Christopher,

On Feb 14, 2024, at 4:49 AM, Christopher Hawker <chris@thesysadmin.au> wrote:
I agree with the fact that introducing this space has the very real risk of it being obtained by the highest bidder. Perhaps I may be naive in believing that we have a possible chance to delegate this space wisely and prevent it from being exhausted at a rather rapid rate, however I can only hope that people will see the potential benefit that this could bring, and policy not being changed to benefit the larger players in the space.

IP resources were never intended to become a commodity, rather a tool that allowed people to globally connect.
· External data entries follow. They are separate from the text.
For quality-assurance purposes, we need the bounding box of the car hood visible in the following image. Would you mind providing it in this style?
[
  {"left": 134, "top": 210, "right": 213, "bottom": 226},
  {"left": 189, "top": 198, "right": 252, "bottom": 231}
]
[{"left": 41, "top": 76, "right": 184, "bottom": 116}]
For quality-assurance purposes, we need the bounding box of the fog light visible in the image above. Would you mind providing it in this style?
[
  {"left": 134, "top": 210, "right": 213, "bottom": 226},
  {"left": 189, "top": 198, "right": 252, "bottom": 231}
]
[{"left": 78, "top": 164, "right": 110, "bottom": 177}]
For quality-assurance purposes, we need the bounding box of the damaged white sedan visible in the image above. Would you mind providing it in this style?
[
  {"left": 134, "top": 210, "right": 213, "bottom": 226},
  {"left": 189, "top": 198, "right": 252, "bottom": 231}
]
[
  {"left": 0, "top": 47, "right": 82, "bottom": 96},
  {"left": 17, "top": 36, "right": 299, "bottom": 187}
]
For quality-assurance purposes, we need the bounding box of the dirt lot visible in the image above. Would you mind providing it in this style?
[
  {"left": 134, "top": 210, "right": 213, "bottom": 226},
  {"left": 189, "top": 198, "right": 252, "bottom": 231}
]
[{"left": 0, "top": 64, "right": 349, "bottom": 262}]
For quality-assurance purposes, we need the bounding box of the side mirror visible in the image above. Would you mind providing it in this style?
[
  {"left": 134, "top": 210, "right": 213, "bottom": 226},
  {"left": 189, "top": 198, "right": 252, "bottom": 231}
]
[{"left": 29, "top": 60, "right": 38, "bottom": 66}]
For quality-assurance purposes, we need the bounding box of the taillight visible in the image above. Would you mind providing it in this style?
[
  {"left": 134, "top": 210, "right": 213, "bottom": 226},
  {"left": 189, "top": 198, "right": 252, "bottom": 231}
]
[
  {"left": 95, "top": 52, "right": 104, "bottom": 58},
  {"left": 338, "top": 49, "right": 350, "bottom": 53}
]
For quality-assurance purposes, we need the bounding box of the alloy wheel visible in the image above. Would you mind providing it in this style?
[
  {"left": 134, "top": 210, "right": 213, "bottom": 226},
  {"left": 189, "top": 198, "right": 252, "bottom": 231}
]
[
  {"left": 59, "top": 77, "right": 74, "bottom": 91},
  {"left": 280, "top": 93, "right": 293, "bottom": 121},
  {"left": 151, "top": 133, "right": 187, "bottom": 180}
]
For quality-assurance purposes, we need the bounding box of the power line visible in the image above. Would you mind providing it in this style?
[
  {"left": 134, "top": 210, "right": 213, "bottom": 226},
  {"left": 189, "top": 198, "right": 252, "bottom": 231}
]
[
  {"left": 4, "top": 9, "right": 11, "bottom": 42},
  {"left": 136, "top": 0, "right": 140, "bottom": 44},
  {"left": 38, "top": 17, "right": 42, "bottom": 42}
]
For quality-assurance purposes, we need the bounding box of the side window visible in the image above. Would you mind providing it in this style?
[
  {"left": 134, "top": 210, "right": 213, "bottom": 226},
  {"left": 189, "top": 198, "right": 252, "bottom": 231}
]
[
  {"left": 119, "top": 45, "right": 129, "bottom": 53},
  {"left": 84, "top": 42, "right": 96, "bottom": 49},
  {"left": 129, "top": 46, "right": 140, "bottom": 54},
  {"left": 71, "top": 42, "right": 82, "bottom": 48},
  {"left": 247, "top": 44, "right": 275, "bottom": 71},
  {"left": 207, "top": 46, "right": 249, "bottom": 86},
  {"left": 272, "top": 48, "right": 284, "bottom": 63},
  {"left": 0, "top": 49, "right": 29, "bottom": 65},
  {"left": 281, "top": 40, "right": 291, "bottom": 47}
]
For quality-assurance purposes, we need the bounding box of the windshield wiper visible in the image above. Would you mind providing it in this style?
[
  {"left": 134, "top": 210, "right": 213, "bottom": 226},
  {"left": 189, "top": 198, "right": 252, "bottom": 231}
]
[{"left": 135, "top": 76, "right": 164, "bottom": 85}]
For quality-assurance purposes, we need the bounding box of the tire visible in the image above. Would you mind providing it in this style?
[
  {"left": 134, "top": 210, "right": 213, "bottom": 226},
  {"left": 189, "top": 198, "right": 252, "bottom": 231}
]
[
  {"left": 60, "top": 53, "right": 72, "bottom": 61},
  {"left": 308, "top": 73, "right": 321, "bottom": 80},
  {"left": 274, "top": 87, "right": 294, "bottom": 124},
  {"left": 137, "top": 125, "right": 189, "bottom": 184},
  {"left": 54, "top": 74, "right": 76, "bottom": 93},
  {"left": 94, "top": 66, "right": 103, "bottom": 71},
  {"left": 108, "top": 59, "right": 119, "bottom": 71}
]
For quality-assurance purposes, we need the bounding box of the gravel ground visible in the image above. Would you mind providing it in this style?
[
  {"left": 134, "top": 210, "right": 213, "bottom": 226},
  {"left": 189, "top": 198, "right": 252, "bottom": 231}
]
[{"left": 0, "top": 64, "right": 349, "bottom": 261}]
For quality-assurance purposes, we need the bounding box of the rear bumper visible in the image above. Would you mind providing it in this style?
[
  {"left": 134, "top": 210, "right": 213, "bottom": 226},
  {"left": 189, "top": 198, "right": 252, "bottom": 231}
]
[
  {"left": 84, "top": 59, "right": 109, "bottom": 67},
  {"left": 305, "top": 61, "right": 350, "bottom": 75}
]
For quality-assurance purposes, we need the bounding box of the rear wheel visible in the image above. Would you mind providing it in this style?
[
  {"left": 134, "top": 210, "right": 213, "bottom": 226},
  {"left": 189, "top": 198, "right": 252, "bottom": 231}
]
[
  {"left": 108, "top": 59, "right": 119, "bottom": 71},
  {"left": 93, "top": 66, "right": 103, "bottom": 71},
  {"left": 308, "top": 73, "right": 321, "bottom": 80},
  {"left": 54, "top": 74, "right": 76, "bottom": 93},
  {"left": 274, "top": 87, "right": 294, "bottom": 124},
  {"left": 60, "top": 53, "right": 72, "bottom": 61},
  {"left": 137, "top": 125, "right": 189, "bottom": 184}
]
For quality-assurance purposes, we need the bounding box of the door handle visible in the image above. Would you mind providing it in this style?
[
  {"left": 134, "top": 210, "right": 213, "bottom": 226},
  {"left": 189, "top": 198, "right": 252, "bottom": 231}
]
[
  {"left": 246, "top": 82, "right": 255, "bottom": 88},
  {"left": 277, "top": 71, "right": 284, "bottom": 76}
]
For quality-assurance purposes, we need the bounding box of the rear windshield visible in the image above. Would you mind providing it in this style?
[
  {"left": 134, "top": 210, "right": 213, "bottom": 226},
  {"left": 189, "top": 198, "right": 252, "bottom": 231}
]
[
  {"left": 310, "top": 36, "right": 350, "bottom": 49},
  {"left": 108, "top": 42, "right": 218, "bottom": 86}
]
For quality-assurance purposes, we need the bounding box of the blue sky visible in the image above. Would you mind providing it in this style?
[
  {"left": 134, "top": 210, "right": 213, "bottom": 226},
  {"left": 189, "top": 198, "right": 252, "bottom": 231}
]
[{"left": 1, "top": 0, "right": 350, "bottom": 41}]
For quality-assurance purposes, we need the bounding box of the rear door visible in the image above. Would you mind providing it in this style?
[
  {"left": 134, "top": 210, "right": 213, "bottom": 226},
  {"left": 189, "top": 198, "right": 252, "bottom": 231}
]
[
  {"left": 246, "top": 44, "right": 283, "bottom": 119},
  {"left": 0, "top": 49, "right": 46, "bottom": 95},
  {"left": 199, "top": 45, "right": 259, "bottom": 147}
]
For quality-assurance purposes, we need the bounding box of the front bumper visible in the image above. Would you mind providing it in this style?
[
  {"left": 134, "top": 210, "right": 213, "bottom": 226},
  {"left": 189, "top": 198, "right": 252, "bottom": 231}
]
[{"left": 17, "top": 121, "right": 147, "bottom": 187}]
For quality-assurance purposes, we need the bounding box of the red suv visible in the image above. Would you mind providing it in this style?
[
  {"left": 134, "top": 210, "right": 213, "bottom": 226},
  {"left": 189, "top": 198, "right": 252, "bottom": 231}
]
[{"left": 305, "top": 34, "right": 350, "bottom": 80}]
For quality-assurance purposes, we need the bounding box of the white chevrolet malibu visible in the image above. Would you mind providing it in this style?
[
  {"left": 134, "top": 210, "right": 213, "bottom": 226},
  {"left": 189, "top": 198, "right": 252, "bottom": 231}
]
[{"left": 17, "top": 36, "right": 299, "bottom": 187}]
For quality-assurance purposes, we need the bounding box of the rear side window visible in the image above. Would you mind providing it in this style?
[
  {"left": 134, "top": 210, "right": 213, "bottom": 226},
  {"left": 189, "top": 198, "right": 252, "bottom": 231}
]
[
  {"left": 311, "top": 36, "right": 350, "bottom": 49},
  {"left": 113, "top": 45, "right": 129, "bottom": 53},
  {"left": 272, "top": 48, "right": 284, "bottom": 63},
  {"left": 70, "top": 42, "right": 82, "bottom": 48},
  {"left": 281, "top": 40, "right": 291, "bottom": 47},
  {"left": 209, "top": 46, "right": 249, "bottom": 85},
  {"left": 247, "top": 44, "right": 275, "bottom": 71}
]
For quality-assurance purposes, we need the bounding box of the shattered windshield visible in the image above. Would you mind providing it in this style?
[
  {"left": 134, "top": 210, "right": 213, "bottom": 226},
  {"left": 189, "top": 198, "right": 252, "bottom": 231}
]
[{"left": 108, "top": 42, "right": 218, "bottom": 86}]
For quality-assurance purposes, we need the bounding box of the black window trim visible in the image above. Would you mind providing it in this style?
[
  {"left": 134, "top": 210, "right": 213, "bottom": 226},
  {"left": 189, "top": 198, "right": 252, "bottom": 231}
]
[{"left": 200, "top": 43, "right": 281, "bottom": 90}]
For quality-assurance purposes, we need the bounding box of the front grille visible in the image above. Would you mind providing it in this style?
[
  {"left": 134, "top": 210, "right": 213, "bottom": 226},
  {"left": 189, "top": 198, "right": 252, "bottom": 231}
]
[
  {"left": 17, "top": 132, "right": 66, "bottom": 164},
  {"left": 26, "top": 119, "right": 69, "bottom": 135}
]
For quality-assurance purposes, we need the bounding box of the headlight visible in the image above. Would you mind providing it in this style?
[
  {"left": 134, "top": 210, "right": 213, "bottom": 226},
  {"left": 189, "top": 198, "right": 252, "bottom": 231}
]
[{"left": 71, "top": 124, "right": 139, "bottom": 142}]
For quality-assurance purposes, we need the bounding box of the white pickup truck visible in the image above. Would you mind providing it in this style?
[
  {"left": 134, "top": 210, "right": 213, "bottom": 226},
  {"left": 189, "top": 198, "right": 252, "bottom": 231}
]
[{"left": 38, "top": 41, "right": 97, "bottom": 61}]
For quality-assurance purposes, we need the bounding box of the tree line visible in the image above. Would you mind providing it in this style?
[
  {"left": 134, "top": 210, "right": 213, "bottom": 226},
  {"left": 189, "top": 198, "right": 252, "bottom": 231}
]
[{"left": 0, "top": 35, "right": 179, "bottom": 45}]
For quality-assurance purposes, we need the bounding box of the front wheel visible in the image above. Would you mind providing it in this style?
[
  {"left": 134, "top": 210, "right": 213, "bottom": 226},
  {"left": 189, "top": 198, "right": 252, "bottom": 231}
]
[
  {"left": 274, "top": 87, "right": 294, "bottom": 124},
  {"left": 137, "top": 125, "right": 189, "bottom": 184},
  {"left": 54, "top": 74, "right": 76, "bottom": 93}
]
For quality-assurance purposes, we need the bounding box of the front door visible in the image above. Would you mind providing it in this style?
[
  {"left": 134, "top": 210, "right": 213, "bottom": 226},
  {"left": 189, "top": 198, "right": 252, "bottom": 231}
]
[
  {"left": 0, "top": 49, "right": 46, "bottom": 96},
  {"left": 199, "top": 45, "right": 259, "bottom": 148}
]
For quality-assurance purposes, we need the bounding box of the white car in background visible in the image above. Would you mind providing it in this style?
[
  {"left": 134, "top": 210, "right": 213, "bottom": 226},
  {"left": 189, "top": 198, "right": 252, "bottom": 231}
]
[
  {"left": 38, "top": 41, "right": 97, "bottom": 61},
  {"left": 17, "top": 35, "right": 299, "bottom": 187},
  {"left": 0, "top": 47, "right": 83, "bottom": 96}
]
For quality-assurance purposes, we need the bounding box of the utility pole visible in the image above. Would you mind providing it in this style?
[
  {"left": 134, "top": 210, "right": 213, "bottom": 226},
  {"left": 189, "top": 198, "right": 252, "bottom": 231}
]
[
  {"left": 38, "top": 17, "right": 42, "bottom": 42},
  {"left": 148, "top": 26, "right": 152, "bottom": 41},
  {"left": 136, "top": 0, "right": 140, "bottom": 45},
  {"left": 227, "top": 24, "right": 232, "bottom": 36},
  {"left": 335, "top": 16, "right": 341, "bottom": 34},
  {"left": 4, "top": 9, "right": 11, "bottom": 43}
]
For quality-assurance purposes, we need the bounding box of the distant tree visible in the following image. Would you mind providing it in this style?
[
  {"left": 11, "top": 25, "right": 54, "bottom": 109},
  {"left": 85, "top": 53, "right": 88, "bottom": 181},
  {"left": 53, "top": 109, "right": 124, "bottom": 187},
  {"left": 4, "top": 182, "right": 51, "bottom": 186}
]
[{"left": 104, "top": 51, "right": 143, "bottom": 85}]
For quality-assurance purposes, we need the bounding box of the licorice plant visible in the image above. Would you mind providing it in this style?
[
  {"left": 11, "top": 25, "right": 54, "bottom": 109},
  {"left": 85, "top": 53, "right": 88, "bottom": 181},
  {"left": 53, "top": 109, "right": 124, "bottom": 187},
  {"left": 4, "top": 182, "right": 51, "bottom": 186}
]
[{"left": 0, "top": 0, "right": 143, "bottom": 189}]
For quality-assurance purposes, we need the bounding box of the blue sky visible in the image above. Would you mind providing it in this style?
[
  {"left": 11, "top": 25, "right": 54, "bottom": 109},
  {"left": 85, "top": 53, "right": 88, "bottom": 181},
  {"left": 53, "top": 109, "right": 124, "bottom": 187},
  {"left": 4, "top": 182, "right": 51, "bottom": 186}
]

You’re mixing agendas. In earlier messages, you had argued the address space should be provided to "new entrants.” However, if IP resource were intended to be a tool that allows people to globally connect, then the age/size/previous holdings of the organization obtaining the address space shouldn’t matter: what matters is whether it is used for connectivity.  Indeed, if you want to facilitate the greatest amount of connectivity, it can be (and has been) argued the allocations should be made to the larger players since they have more resources to put the address space into use, greater reach, larger marketing departments, etc. 

(These are the same arguments made at various RIR policy meetings prior to runout any time anyone suggested limitations on IPv4 address allocations. The nice thing about history repeating itself is that you know when to go out and get popcorn.)

It should never have become a commodity, and it's a shame that it is being treated as such with a price tag put on it.

I suspect any limited resource with unlimited demand is going to end up here. You’re arguing against markets. Good luck with that.